Une première piste de travail, consistant à reprendre les procédures néo-calédoniennes éprouvées depuis quatre ans, serait d’étudier la faisabilité produit par produit, en se penchant sur leur mode de reconnaissance dans leur pays d’origine (équivalents à des certifications) et d’analyser les performances ainsi reconnues au regard des besoins. « En effet, leur gouvernement n’imposant pas le marquage "CE", ils ont développé tout un dispositif d’accréditation locale de produits étranger de façon à répondre aux exigences de leur propre système », poursuit-il. 

Voici donc un chantier colossal qui attend les territoires ultra-marins. Mais il a été estimé comme étant moins chronophage et fastidieux que la méthode qui consisterait à la mise en place d’équivalences de normes nationales et étrangères. En effet, de tels travaux reviendraient à rapprocher des textes normatifs mouvants et qui ont été rédigés selon des philosophies très différentes. Seule une collaboration au sein de comités de normalisation communs pourrait apporter des résultats à très long terme.

Trois produits sur le banc d’essai

Afin d’identifier concrètement les étapes et freins à l’application de l’exemption au marquage CE, trois produits ont été retenus pour tester la démarche : la tôle de couverture, le carrelage et le bois. « Nous avons choisi la tôle parce que la couverture est un sujet central en zone cyclonique. Le carrelage quant à lui bénéficie d’un marquage Upec. Les pays limitrophes des Drom ont des marquages ressemblants. Peut-être pourrons-nous établir des équivalences. Enfin, le bois sera à l’étude car il permet d'aborder la question des matériaux biosourcés. Peut-être aussi que les bois locaux sont mieux adaptés au climat tropical, ce qui reste à prouver. Il s'agira également d'étudier les conséquences sur nos territoires d’un approvisionnement local et l’impact carbone, ainsi que les questions de mises en concurrence et d’économie », détaille Aurélien Lopes. Tout cela au regard des exigences réglementaires, normatives et assurantiels, rappelons-le.

Après une préparation mutualisée, les études et « mises en situation » se feront localement pour chaque territoire, car, seules des concertations locales pourront identifier les difficultés et opportunités vis-à-vis de l’écosystème existant. L’ensemble de ces dispositions et d’autres seront inscrits dans un livre blanc qui sera présenté au salon Batimat à Paris le 1er octobre prochain.
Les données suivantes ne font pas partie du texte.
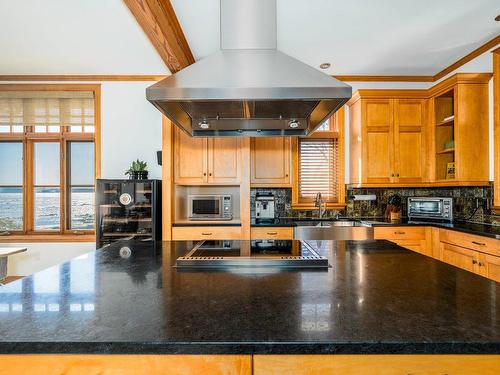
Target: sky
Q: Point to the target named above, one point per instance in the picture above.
(47, 163)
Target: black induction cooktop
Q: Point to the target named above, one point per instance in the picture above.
(256, 253)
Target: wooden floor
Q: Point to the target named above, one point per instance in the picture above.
(248, 364)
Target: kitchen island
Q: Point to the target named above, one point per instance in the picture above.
(376, 298)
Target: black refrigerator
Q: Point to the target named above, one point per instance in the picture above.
(128, 209)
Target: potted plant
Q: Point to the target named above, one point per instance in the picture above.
(137, 170)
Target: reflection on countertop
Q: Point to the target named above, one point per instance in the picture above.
(127, 298)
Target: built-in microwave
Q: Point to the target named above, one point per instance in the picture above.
(210, 207)
(433, 208)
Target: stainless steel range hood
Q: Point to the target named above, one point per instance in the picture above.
(248, 88)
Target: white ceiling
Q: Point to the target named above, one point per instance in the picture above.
(385, 37)
(73, 37)
(382, 37)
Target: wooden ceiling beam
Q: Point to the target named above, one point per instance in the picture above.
(159, 22)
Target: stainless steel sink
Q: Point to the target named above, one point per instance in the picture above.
(332, 230)
(338, 223)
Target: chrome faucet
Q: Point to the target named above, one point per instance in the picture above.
(319, 203)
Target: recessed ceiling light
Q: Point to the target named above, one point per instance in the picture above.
(203, 125)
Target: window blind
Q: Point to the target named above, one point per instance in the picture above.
(54, 108)
(318, 168)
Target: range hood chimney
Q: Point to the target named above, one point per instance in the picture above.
(248, 88)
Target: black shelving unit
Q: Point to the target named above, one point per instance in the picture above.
(128, 209)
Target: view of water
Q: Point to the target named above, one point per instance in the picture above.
(47, 207)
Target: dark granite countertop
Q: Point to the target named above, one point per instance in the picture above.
(272, 222)
(376, 298)
(486, 230)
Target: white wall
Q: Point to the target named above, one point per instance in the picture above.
(40, 256)
(481, 64)
(130, 128)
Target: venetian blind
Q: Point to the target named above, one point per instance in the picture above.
(318, 167)
(49, 108)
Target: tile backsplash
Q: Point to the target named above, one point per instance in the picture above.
(464, 199)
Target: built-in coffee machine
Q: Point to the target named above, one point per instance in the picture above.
(264, 206)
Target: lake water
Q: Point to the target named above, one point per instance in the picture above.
(47, 207)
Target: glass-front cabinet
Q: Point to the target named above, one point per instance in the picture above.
(128, 209)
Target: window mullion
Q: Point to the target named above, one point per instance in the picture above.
(62, 187)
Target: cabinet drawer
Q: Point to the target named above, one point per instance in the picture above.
(479, 243)
(489, 266)
(203, 233)
(414, 245)
(459, 257)
(266, 233)
(399, 233)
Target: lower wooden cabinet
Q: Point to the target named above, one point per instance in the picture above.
(413, 238)
(392, 364)
(271, 233)
(460, 257)
(489, 266)
(126, 364)
(473, 253)
(206, 233)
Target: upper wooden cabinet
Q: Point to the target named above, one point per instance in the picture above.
(387, 140)
(496, 126)
(419, 137)
(270, 159)
(459, 125)
(201, 161)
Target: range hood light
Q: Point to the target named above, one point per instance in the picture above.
(203, 125)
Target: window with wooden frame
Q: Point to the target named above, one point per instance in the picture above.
(318, 166)
(49, 160)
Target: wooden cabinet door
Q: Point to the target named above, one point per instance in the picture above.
(409, 132)
(190, 159)
(378, 153)
(489, 266)
(460, 257)
(270, 161)
(224, 161)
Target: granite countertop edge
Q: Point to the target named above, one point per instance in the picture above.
(460, 227)
(202, 348)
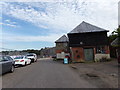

Une instance outre-mer unique
En parallèle de ces travaux, la création d’une instance outre-mer qui permettrait notamment de favoriser la collaboration entre les territoires ultramarins est à l’étude. Cette structure assurera un rôle d’interface entre les instances nationales et les cellules locales. Elle permettra de mutualiser certains travaux et de proposer à l’État et aux instances nationales un interlocuteur crédible sur la question de l’adaptation des normes, tout en privilégiant les concertations locales.